According to the Energy Information Administration, China has 32 trillion cubic meters of shale gas resources, 68 percent more than the U.S. China’s Ministry of Land and Resources estimates reserves at a more conservative 25 trillion cubic meters, still 32 percent more than U.S. reserves. Given this resource abundance, why is there so much skepticism about China’s ability to replicate the success of the U.S. in developing shale gas?
The challenges most commonly cited are: higher production costs due to more complex geology; higher population density, which limits the scope of drilling; the regulated nature of China’s natural gas sector; the lack of technological expertise; and insufficient water resources.
Beijing was by no means oblivious to these challenges when it set a production target of 60 billion to 100 billion cubic meters by 2020.
To surmount them, China is emulating the U.S. not only from a technological perspective but also in terms of policies such as fiscal incentives for shale gas, measures to attract foreign investment and deregulation of gas prices.
So far, these policies are showing signs of success.
Entrepreneurial drive
China has also shown an entrepreneurial instinct to tackle challenges that are unique to the country. For example, we have found that high costs arising from harsh terrain can be reduced by as much as 50 percent if operators maximize the use of local content.
Topography has also stimulated innovations such as foldable water tanks, invented by an oil services company.
China also possesses some advantages relative to the U.S. These include financial backing from big national oil companies, a huge shale resource base, ample pent-up gas demand and the chance to draw upon the U.S. experience, which will help shorten the development time frame.
Tight gas: A supporting case for shale
The spectacular increase in tight gas output is a key example supporting our view that China will beat expectations on shale gas development.
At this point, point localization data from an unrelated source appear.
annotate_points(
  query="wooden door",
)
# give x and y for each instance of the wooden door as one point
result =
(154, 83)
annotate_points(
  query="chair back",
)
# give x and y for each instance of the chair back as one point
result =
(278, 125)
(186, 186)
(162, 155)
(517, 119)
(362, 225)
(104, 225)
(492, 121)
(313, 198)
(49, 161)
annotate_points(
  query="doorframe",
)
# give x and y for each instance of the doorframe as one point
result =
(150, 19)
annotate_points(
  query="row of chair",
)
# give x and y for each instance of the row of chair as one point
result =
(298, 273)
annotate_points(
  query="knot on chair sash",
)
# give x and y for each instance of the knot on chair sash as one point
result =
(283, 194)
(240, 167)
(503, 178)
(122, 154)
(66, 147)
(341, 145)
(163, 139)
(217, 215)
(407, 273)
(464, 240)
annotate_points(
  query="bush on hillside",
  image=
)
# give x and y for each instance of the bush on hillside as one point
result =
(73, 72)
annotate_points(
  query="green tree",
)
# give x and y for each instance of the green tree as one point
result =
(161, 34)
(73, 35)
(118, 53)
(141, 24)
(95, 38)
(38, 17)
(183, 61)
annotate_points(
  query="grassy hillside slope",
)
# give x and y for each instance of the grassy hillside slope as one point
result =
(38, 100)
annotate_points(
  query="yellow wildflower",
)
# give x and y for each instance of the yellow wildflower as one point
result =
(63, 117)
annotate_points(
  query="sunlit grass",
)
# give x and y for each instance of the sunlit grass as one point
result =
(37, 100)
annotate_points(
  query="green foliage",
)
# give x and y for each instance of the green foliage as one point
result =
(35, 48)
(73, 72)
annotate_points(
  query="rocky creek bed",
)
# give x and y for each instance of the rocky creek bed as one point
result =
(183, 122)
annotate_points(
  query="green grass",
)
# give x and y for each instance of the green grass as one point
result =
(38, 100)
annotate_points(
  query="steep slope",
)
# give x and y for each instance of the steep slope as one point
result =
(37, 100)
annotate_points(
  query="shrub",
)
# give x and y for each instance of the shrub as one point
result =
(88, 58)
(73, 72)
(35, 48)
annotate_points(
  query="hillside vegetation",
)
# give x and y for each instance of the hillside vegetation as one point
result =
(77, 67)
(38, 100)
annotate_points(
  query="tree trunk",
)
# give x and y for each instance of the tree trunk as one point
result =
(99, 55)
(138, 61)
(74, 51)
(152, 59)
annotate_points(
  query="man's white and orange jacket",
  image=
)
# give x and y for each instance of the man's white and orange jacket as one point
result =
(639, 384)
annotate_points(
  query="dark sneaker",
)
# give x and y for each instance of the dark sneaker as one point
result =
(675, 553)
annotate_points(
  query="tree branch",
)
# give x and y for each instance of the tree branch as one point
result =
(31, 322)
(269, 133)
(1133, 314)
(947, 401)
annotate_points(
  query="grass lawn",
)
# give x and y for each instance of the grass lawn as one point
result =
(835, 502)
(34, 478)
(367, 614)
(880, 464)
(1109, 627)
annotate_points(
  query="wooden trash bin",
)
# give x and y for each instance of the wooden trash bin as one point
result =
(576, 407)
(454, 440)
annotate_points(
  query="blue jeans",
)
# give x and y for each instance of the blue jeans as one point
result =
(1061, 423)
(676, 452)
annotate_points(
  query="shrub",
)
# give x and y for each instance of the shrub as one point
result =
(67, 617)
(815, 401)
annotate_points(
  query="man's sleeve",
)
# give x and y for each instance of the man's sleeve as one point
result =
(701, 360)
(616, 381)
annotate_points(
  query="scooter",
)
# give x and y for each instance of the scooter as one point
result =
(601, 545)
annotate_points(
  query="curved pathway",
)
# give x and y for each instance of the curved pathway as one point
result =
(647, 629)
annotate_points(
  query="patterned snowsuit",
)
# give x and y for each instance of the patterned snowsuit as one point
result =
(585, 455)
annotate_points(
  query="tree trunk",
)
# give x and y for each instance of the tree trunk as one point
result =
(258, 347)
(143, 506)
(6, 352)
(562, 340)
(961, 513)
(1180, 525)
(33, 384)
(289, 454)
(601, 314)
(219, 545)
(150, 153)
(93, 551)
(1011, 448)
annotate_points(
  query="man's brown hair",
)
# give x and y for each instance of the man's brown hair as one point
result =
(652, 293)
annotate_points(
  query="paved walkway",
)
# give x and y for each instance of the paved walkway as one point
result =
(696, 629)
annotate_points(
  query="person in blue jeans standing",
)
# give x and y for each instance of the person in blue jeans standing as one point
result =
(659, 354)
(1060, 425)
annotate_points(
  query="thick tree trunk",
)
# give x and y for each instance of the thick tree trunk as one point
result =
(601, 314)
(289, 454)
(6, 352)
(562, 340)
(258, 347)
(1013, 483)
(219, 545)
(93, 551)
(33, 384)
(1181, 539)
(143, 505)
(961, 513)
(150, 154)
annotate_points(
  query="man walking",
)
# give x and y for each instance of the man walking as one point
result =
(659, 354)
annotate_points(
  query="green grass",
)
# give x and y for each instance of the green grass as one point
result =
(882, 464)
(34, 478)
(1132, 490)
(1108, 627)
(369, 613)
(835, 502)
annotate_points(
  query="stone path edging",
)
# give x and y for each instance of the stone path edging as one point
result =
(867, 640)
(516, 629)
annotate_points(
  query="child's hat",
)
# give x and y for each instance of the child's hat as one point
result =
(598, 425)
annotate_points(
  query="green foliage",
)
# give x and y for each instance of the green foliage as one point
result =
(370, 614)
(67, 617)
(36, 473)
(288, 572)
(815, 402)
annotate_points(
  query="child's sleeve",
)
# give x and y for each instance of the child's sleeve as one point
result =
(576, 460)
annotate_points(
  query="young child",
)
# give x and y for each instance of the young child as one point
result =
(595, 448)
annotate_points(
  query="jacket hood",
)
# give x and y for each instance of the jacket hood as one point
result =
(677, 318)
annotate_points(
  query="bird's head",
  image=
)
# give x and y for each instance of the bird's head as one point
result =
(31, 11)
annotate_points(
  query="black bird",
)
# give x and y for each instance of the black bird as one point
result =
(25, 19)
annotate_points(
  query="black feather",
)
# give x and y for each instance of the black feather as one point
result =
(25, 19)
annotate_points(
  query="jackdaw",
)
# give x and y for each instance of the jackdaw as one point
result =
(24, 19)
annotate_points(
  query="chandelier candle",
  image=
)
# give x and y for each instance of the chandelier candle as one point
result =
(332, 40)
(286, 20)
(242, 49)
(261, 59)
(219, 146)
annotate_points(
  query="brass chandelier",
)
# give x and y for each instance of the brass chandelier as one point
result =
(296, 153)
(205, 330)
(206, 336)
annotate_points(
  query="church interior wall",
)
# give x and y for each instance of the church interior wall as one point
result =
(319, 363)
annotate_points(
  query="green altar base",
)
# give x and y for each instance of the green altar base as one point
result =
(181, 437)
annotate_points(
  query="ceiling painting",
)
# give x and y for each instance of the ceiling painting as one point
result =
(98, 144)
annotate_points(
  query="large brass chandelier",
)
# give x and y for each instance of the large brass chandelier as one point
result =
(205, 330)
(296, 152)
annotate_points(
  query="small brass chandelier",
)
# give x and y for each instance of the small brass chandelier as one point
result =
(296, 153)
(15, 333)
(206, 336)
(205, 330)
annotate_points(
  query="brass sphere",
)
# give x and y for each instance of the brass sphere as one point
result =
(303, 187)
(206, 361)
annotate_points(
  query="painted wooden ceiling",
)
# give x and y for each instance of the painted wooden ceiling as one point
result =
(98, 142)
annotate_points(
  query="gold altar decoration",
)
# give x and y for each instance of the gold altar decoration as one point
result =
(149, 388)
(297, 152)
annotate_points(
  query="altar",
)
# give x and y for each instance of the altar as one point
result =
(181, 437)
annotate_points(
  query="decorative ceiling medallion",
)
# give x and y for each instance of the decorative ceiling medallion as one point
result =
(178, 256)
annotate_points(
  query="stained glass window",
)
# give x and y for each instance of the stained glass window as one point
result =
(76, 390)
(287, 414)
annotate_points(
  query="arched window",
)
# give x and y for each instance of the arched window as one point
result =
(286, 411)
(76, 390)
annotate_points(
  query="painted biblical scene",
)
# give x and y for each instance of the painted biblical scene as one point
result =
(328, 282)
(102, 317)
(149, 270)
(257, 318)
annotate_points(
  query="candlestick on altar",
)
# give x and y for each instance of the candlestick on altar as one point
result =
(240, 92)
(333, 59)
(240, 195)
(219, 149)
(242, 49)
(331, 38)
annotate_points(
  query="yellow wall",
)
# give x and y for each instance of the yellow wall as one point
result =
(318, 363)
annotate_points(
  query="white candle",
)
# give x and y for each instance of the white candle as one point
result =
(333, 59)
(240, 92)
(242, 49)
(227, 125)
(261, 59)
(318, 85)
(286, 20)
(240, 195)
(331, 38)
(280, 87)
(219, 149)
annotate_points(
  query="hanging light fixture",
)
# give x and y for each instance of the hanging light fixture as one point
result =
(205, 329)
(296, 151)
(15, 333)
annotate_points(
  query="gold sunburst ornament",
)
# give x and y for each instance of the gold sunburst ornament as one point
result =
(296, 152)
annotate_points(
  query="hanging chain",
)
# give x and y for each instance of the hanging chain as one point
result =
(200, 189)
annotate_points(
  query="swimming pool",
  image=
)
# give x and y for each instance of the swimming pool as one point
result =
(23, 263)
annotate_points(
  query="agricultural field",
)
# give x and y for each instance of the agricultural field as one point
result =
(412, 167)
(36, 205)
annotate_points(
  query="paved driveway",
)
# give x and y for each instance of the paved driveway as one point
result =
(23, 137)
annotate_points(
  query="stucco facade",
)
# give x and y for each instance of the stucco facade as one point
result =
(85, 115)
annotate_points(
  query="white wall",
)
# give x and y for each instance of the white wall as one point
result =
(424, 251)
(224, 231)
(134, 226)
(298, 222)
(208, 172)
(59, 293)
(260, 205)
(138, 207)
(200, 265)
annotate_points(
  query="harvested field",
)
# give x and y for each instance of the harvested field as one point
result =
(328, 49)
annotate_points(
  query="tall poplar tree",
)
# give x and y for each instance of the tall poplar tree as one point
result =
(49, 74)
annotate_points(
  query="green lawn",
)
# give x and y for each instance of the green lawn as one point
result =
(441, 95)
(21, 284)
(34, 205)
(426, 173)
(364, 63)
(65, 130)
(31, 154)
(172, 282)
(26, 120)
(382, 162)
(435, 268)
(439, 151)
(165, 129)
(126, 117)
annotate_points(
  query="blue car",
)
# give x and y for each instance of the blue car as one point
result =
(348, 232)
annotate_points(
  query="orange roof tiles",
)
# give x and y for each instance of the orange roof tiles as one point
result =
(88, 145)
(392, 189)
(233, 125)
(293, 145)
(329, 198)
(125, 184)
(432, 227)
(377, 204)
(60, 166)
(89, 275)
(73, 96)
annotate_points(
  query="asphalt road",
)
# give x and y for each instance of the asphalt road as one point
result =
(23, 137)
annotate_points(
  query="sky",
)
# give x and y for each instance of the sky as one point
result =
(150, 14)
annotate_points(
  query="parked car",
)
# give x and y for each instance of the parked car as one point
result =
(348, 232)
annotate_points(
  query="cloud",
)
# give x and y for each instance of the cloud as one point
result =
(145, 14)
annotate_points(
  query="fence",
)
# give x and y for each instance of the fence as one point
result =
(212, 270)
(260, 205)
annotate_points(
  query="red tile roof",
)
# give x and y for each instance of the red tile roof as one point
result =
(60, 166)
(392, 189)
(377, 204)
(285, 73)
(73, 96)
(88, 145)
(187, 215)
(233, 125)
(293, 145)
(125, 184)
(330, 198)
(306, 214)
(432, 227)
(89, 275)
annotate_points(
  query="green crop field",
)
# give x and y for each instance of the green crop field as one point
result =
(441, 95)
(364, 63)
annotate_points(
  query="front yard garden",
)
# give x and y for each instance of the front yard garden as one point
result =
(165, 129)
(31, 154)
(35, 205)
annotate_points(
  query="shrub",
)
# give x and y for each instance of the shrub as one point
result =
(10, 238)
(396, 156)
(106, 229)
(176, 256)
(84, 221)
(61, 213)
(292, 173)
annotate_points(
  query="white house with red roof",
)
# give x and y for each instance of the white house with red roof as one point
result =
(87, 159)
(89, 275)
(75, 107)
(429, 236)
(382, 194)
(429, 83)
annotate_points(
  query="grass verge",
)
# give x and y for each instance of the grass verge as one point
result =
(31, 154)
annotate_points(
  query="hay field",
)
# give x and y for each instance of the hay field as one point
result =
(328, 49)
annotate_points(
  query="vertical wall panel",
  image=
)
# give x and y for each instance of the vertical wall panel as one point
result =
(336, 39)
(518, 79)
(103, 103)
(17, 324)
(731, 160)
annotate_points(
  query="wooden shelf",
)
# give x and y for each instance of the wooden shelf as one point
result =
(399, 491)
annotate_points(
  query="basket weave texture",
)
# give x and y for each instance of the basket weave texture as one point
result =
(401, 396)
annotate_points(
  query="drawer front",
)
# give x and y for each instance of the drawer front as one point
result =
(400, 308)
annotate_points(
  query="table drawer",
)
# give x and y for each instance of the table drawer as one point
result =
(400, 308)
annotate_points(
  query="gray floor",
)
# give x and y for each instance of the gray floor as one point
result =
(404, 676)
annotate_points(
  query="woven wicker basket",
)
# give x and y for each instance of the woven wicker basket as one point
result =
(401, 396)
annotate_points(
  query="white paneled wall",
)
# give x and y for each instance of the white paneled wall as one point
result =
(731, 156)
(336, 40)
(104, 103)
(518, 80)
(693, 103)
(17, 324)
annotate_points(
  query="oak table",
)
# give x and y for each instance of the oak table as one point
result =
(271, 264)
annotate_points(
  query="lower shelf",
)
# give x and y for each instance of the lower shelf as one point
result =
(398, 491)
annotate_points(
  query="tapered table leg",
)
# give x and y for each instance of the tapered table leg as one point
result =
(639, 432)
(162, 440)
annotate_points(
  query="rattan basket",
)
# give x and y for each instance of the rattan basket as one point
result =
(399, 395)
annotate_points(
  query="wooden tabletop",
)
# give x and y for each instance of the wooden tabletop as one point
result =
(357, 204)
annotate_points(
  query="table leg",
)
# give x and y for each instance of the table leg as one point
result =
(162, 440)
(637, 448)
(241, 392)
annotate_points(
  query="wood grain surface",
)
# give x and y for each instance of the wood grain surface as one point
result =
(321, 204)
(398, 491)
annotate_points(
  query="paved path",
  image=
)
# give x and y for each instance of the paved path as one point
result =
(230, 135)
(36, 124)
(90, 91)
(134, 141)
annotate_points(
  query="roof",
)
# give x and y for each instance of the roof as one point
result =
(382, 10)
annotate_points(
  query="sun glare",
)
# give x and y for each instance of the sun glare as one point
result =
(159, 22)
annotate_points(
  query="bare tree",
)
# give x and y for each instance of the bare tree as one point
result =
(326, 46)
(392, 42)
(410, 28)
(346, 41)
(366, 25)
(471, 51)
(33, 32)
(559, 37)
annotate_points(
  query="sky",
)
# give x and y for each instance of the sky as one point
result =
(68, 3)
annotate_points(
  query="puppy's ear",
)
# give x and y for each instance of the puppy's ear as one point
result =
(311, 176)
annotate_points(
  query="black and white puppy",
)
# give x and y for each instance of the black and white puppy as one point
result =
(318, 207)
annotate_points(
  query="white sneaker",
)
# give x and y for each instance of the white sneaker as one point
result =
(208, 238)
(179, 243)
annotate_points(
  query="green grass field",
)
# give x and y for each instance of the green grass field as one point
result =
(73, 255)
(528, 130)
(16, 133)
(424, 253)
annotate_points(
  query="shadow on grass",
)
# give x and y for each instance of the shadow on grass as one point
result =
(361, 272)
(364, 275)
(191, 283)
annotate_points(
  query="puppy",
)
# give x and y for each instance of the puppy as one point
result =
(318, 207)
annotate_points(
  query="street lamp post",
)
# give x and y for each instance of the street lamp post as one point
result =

China classifies tight gas as conventional gas, so it does not enjoy the preferential policy treatment that coalbed methane and shale gas do. Despite the lack of policy support, tight gas production jumped from 4.8 billion cubic meters in 2006 to 32 billion cubic meters in 2012.
This was due to accelerated development in the Ordos and Sichuan basins, and has made China the world’s second-largest tight gas producer after the U.S.
Advanced technology brought in by foreign partners has almost halved the duration of well drilling to about 120 days, and has doubled per-well daily gas flow to about 1.2 million cubic meters.
This success with tight gas could well be repeated with shale gas given the similarities between the two types of resources.
The main beneficiaries of China’s shale gas boom are its upstream producers, as their gas reserves and earnings will be boosted when commercial production takes off. Local oil services and equipment companies should also gain significantly from aggressive capital investment.
Strong volume growth should be a catalyst for gas distributors with the capacity to expand and penetrate undersupplied markets.
Hopefully, the biggest prize will be reserved for the country’s population, which would benefit directly from the availability of cleaner and cheaper fuel and indirectly from the economic stability resulting from improved energy self-sufficiency.
By Duke Suttikulpanich
Duke Suttikulpanich is a director of oil and gas equities research at Standard Chartered Bank. The opinions reflected in the article are his own. ― Ed.